Sadly, there is a new right being considered for people and that is the 'right to die.' Even our local paper published a story about the confusion on mercy killings. Do we really want the government deciding that "right" for us, just like in Belgium?
As for the testimony for the CRPD, very few who were opposed to the treaty were allowed to testify and the only people who were experts in international law were the ones actually opposing the treaty. There is a good reason to stay away from that treaty as it has already shown that it does not work to protect the rights of those with disabilities. Our own country, which has not ratified this treaty, has laws that are more superior to most countries who have signed this treaty. If those countries that have already signed the treaty really wanted the 'best' for those with disabilities, they wouldn't need to wait until we signed the treaty to make the changes to help those with disabilities abroad.
Why do we need to sign a treaty to "learn from the best practices of disability rights"?
Most of those countries, who have signed, learned very little from the best practices of disabilities rights (besides how to use the power of "in the best interest" to harm people).
I believe that we are better than that as a nation and we are capable of learning without legally binding ourselves to international law and other countries which blatantly ignore human rights. And how is it that our sovereignty will continue to be safe if we are promising to uphold international standards and will become subject to international law?
We are not safe from losing our parental rights in our own country. In search of cases in our own country where parental rights are being eroded, I discovered out that a babysitter in Chicago obtained custody of a child, because of her relationship with that child.
Even though the mother eventually won her child back in court, this should never have happened if parental rights were secure in America.
In Washington State, the parents of Sheila Marie Sumney restricted their daughter for her drug use and dangerous sexual activities. The judge found that the parents acted reasonably. However, the judge still gave CPS the right to take Sheila away from her family.

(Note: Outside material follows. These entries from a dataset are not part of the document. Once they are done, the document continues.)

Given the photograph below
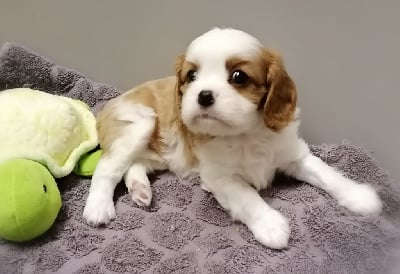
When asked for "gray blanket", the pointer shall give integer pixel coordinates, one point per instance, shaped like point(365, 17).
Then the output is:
point(184, 230)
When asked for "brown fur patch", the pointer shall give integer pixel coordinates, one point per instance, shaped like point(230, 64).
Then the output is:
point(269, 81)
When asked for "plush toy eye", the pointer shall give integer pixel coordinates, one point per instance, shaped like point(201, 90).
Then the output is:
point(191, 76)
point(239, 77)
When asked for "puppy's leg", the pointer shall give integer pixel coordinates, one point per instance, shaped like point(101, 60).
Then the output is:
point(245, 204)
point(359, 198)
point(138, 184)
point(134, 138)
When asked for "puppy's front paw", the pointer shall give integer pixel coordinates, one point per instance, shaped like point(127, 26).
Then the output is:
point(141, 193)
point(99, 210)
point(272, 230)
point(361, 199)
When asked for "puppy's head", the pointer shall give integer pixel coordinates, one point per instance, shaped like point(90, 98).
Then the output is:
point(228, 82)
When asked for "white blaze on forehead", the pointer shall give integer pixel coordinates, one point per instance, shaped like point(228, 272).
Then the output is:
point(222, 43)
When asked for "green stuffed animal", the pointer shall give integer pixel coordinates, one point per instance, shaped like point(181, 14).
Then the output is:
point(42, 137)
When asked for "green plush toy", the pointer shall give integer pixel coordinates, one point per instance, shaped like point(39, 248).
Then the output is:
point(42, 136)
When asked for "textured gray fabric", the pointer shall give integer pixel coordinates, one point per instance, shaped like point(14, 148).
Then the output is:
point(184, 230)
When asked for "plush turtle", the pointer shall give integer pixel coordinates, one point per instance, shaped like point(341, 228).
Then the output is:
point(42, 137)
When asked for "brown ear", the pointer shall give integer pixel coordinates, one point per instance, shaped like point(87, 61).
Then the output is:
point(280, 104)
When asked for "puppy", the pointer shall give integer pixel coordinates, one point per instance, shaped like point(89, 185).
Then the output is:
point(228, 115)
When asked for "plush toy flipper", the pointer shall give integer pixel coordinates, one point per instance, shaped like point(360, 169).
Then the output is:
point(29, 200)
point(87, 164)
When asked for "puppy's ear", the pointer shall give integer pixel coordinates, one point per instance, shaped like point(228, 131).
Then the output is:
point(280, 102)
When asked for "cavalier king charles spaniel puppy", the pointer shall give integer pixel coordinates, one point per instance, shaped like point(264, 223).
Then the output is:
point(229, 115)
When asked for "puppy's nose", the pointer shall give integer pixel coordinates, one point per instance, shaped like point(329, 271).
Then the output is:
point(205, 98)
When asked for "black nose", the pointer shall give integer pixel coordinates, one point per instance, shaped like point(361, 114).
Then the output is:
point(205, 98)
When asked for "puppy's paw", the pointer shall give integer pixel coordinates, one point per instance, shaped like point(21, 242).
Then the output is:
point(361, 199)
point(99, 210)
point(141, 193)
point(272, 230)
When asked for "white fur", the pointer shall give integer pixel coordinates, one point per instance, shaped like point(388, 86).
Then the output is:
point(242, 157)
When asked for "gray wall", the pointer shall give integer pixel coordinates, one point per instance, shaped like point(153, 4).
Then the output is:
point(342, 54)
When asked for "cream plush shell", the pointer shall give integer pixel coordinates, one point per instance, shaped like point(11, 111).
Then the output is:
point(53, 130)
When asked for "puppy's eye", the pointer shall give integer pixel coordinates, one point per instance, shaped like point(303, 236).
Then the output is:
point(239, 77)
point(191, 76)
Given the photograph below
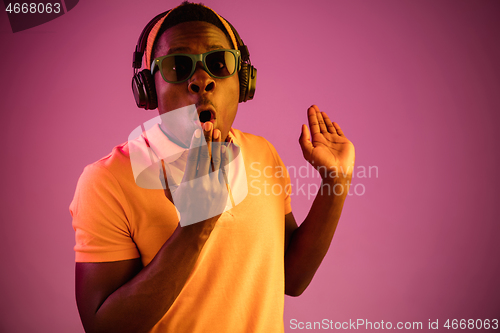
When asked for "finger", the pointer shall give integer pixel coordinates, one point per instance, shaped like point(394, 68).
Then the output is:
point(193, 155)
point(337, 127)
point(328, 123)
point(216, 147)
point(223, 164)
point(305, 142)
point(321, 121)
point(313, 120)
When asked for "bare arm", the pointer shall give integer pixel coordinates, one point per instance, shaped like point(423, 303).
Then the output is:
point(332, 154)
point(125, 297)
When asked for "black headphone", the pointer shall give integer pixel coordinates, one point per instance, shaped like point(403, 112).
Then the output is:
point(143, 85)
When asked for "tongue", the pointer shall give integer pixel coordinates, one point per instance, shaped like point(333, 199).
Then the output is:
point(205, 116)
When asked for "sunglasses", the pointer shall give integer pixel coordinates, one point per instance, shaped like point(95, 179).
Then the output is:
point(177, 68)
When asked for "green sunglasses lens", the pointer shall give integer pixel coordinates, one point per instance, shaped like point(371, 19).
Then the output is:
point(176, 68)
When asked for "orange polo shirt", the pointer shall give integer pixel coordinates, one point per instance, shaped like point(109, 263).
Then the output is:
point(237, 284)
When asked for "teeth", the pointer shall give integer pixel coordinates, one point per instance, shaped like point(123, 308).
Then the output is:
point(205, 116)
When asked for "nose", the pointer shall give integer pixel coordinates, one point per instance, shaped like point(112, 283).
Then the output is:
point(201, 81)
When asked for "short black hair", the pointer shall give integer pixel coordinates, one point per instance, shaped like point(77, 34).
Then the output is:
point(189, 12)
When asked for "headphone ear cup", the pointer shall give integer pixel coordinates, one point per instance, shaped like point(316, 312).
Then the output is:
point(144, 90)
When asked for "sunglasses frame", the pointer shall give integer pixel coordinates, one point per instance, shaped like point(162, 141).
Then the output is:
point(157, 63)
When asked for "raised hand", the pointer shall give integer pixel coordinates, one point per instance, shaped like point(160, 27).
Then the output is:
point(326, 147)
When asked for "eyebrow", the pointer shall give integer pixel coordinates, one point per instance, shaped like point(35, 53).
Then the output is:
point(187, 49)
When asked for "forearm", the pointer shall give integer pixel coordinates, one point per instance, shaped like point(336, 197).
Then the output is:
point(309, 243)
point(141, 302)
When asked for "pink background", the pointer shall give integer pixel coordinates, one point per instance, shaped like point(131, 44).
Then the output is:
point(414, 84)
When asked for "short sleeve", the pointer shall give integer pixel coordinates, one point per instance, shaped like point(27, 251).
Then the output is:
point(286, 178)
point(101, 218)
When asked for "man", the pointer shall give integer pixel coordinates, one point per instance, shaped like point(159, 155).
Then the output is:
point(139, 270)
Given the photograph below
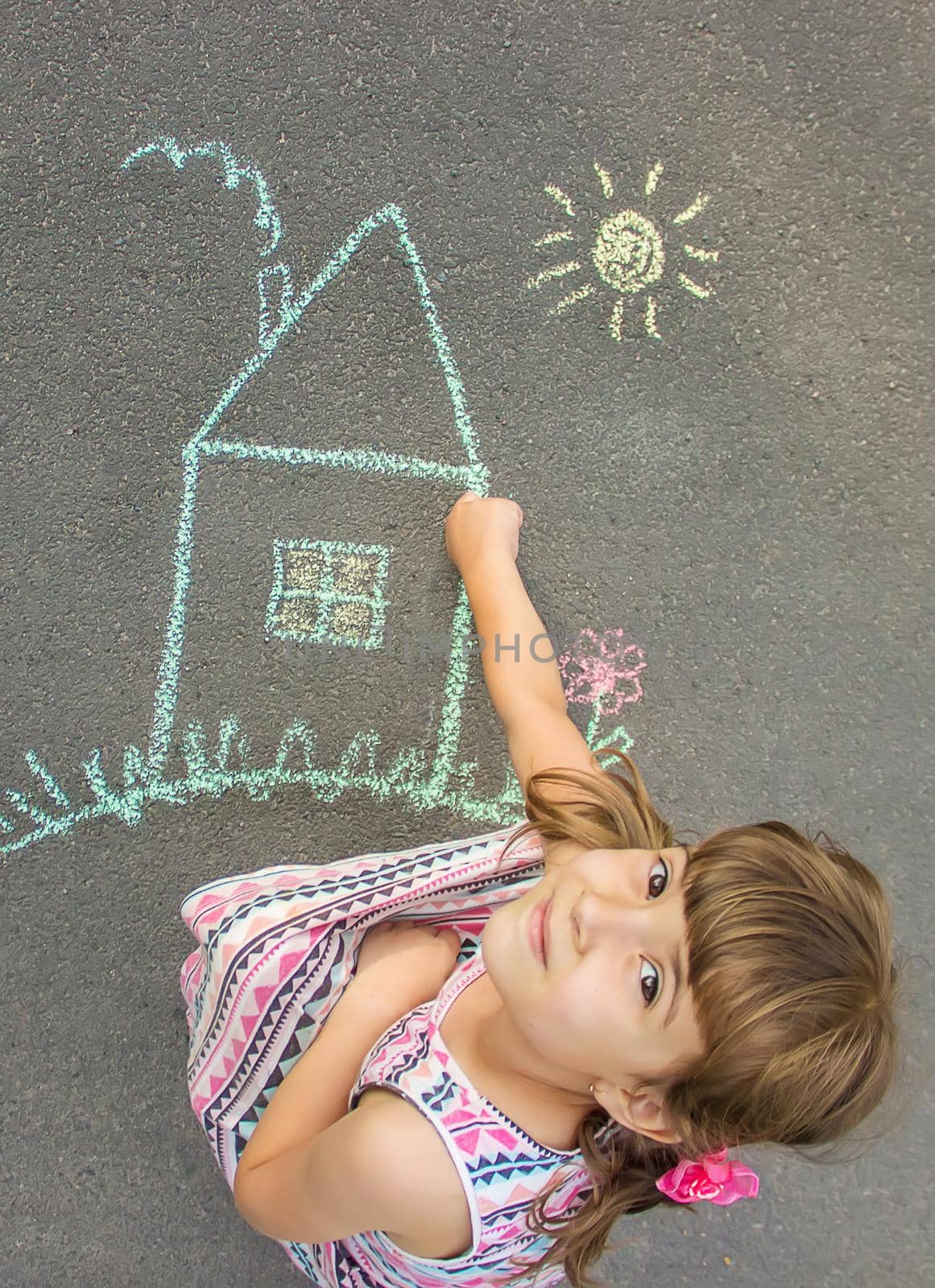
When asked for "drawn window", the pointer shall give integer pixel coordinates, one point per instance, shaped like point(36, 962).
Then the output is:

In Maryland, children were herded into a courthouse by armed guards and attack dogs to forcefully vaccinate them. The parents were also threatened with jail time if they didn't comply.
In Michigan, Maryanne Godboldo actually had a SWAT team come and take her child, because she refused to give her daughter anymore anti psychotic medication that she believed was making her daughter's condition worse. Maryanne was trying to protect her daughter, but was railroaded by government officials.

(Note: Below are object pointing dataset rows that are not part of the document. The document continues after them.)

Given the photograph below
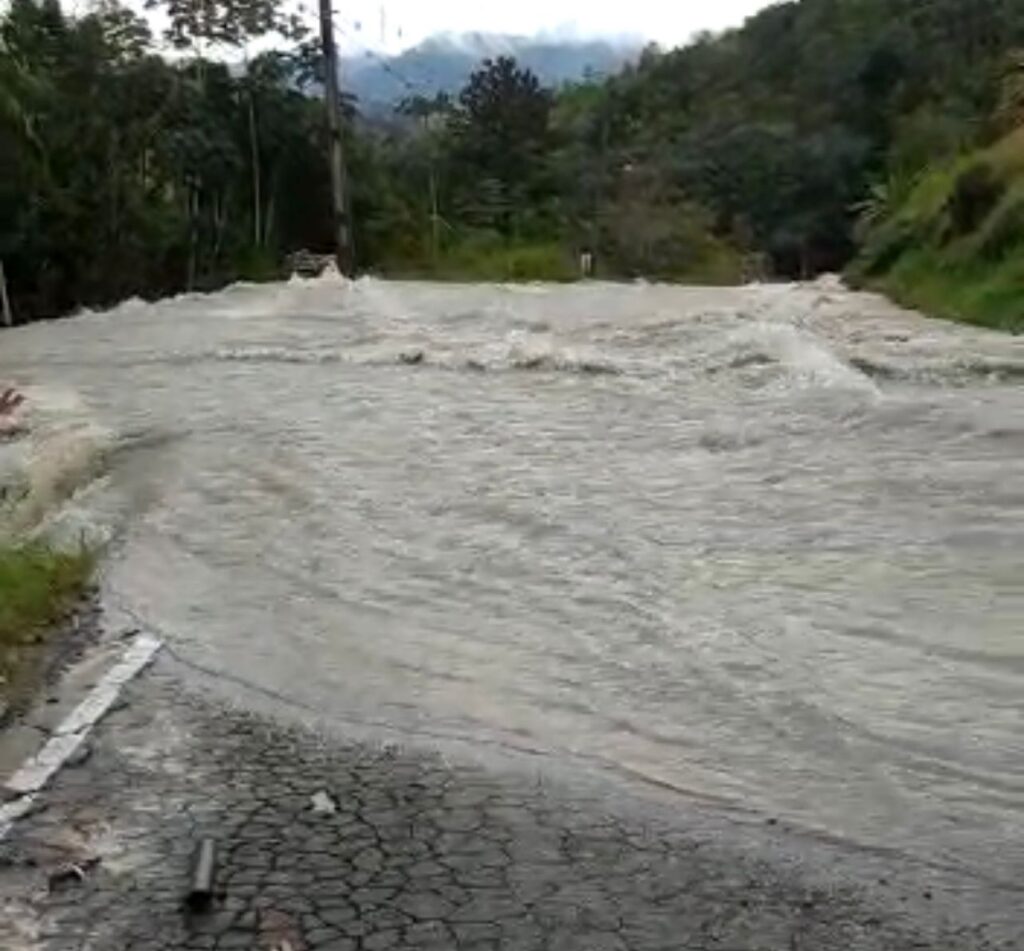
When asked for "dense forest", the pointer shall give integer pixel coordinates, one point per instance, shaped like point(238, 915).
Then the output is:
point(800, 142)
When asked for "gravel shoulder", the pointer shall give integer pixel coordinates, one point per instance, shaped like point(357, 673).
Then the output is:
point(325, 844)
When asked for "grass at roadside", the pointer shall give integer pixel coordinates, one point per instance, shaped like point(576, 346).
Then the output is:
point(953, 246)
point(37, 586)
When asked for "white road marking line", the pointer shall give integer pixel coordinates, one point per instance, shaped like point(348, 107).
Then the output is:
point(72, 732)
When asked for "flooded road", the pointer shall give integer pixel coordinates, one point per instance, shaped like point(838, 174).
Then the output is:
point(763, 546)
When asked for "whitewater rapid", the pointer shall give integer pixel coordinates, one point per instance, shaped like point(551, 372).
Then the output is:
point(762, 546)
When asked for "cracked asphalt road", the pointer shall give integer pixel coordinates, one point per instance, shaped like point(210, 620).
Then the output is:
point(326, 845)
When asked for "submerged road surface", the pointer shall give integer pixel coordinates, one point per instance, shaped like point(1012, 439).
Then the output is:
point(761, 547)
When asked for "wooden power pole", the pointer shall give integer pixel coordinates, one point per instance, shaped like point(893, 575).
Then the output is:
point(339, 184)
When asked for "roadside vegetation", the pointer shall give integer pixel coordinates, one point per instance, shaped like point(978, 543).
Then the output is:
point(954, 247)
point(38, 587)
point(820, 133)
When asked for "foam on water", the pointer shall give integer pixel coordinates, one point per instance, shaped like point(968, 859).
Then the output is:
point(760, 543)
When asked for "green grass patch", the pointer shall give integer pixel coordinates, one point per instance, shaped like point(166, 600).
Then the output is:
point(955, 247)
point(986, 295)
point(38, 585)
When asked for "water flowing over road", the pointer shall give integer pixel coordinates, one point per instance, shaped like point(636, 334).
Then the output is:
point(763, 546)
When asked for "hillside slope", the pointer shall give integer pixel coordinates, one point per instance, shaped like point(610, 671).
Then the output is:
point(954, 247)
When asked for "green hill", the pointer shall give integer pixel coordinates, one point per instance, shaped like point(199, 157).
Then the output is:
point(954, 246)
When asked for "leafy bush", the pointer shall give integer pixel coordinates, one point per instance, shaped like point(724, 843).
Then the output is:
point(37, 586)
point(975, 193)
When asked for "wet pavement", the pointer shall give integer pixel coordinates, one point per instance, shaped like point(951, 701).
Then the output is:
point(328, 844)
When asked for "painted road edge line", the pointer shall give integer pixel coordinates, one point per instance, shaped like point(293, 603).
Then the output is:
point(38, 770)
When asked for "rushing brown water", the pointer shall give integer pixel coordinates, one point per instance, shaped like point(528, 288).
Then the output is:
point(763, 545)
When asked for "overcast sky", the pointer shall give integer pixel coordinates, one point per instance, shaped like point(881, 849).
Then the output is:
point(668, 22)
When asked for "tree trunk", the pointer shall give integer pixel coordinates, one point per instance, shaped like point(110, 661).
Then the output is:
point(6, 317)
point(254, 149)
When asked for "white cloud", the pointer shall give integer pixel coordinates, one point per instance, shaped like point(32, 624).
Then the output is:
point(402, 23)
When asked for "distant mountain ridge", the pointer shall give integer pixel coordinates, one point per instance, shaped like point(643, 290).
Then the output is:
point(443, 62)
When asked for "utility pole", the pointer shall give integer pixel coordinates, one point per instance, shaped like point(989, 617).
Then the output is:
point(339, 185)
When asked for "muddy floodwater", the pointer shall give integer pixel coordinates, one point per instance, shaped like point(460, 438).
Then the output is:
point(761, 546)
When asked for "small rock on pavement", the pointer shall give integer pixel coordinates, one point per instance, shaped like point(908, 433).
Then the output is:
point(323, 804)
point(71, 874)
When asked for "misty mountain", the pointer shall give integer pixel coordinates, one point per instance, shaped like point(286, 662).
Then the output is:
point(443, 62)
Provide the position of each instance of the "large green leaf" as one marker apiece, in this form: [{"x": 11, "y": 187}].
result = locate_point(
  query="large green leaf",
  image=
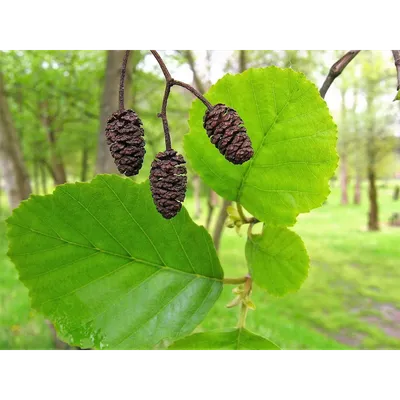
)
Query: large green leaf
[
  {"x": 228, "y": 340},
  {"x": 108, "y": 270},
  {"x": 277, "y": 259},
  {"x": 293, "y": 135}
]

These are just a few of the many examples out there of the destruction of parental rights in which our own government interfered by claiming what they were doing was in the 'best interest' of the people involved. What we need to do is empower those with disabilities and their families to take charge of their care and not give our freedoms away to bureaucrats.
In closing, the CRPD does not help or protect the majority of people with disabilities, but it does give exclusive power to the government to determine what is in a person's 'best interests.'
It is nothing more than a power grab, exploiting those with disabilities in our country. It is the antithesis of freedom and this needs to be stopped. When asking the majority of those with disabilities or those who are aging and are in need of someone to make decisions about their care, which do you believe most people would want directing their care: the government or a loved one?